Gli chiedo quindi quanto la “rotta balcanica” sia un elemento caratterizzante il caporalato in Friuli. «Lo è tantissimo e non potrebbe essere altrimenti, è infatti una rotta che, letteralmente, abbraccia questo territorio, il Nordest. A giungere qui sono uomini e donne, ne ho conosciuti parecchi, che dopo un’esperienza fatta di torture e violenze, quando arrivano in territorio italiano, legittimamente cercano un pezzo di pane, una bottiglia d’acqua e un po’ di serenità. La loro condizione però è di emarginazione, esclusione e di fortissima vulnerabilità, è chiaro che quindi sono facilmente sfruttabili, ricattabili. Soprattutto se manca l’accoglienza, se mancano le tutele, se manca una politica di integrazione. Ed è questo un fenomeno che si va allargando». «Ancora una volta dunque – continua Omizzolo – non è solo il problema del singolo imprenditore criminale che decide di sfruttare qualcuno, ma di riforme, riforme delle politiche di accoglienza e più in generale delle politiche sociali. Serve poi un impegno più ragionato delle Regioni. Da sociologo sono molto affezionato alla figura di Abdelmalek Sayad, sociologo e filosofo algerino. Ebbene lui parlava di “effetto specchio” delle migrazioni, nel senso che quando non riconosciamo diritti alle persone migranti a rimetterci è la nostra democrazia che si indebolisce inesorabilmente. Su questa partita noi ci giochiamo la faccia. Non è solo questione di diritti sindacali, ma di democrazia».

E pensare che la morte di Satnam Singh – il bracciante indiano che nell’Agro Pontino è stato lasciato morire dal suo datore di lavoro, dopo un grave incidente – sembrava aver innescato, nella sua feroce disumanità, la possibilità di un’imminente una svolta. «È stata una fiammata – osserva con amarezza Omizzolo –. All’indomani di quella tragedia abbiamo sentito che ci sarebbero stati più controlli, che fatti del genere non si sarebbero mai più dovuti verificare. La realtà delle cose è che nel frattempo ci sono stati decine di Satnam. L’intervento repressivo è fondamentale, ma manca la politica: non si è ancora prodotta una riforma delle regole, delle procedure formali e informali che in questo Paese producono le forme di sfruttamento».

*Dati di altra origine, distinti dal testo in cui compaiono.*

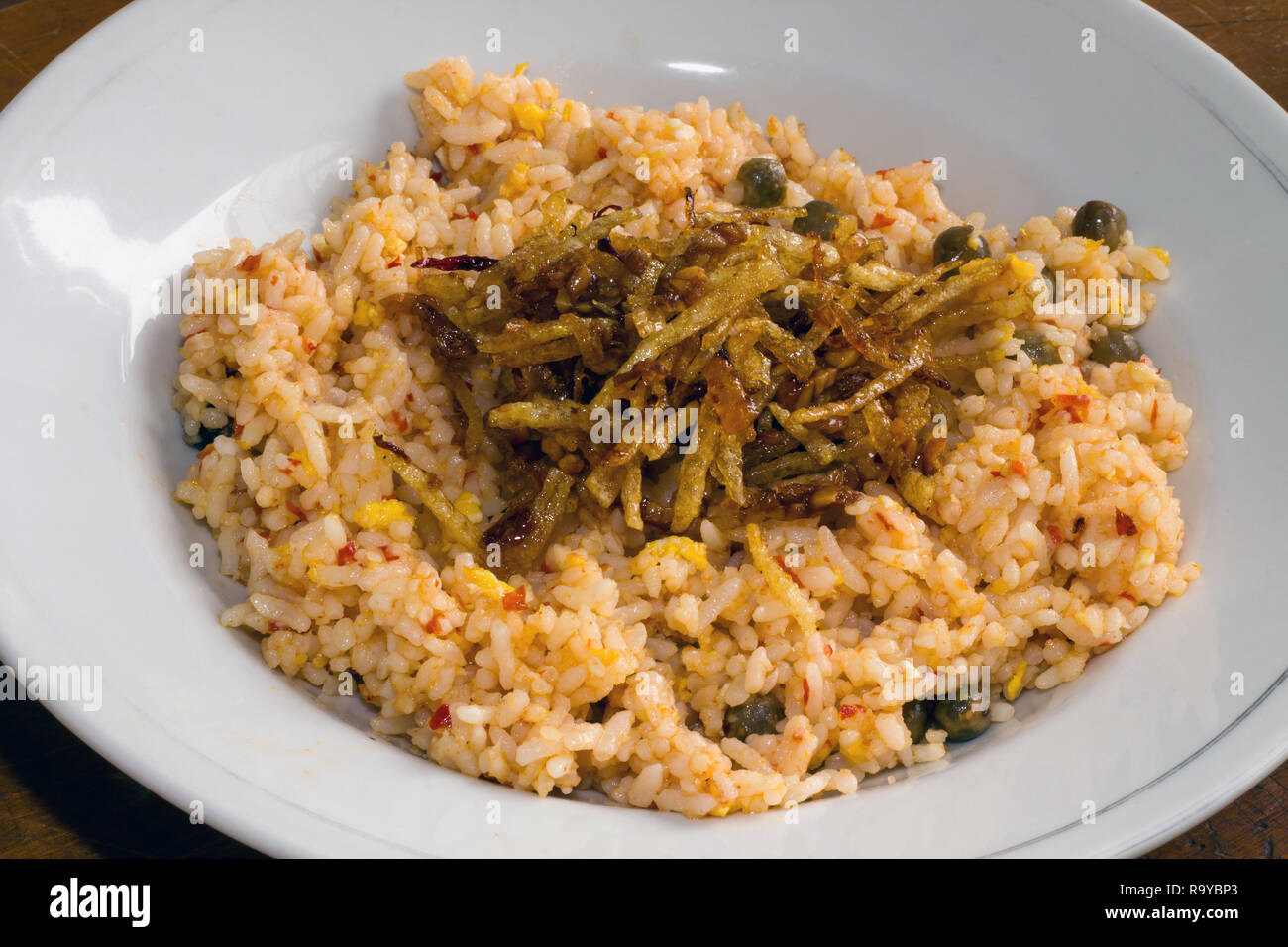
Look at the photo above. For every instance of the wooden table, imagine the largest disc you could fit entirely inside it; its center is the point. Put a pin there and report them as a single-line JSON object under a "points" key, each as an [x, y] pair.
{"points": [[59, 797]]}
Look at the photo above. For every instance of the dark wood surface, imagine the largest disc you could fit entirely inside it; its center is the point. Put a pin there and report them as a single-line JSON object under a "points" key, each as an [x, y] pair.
{"points": [[59, 797]]}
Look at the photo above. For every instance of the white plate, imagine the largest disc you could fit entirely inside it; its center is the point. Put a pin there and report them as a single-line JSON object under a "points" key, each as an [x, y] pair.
{"points": [[158, 150]]}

Il sistema delle quote (che non piace nemmeno a Rosolen)

Proprio in questi giorni in Friuli Venezia Giulia si sta parlando di “quote”, l’assessora regionale al Lavoro, Alessia Rosolen, ha dichiarato che il fabbisogno di manodopera non comunitaria è di 1160 lavoratori. Soprattutto Rosolen ha evidenziato che bisogna andare oltre il sistema delle quote messo in piedi dalla legge “Bossi-Fini” (datata 2002). Quanto quel sistema ha contribuito a favorire lo sfruttamento lavorativo? «Moltissimo – conferma il sociologo –. Una delle mie esperienze più note è di aver seguito un trafficante di esseri umani in Asia. Attraverso quell’esperienza ho avuto modo di osservare come parecchie delle persone reclutate nei loro luoghi di residenza da quel trafficante – che per altro era in combutta con imprenditori criminali italiani – arrivavano poi in Italia non irregolarmente, ma inserite nel sistema delle quote. Parliamo di persone che erano vittime di tratta (perché pagavano migliaia di euro per arrivare in Italia, indebitando la famiglia e diventando dunque ricattabili), ma al contempo erano inserite nel sistema delle quote previsto dalla “legge Bossi-Fini”, legge che col tempo è diventata il grande “cavallo di Troia” attraverso il quale le persone, anche minori, vengono portate in Italia per lavorare come schiavi. E questo non lo dico solo io, ma anche sentenze, inchieste e altri studi. È chiaro che la “Bossi-Fini” ha ormai fatto il suo tempo e va riformata, per cambiarla però non bastiamo io e lei, ma serve la politica. Bene che l’assessora abbia detto che serve andare oltre, ora però servono i fatti».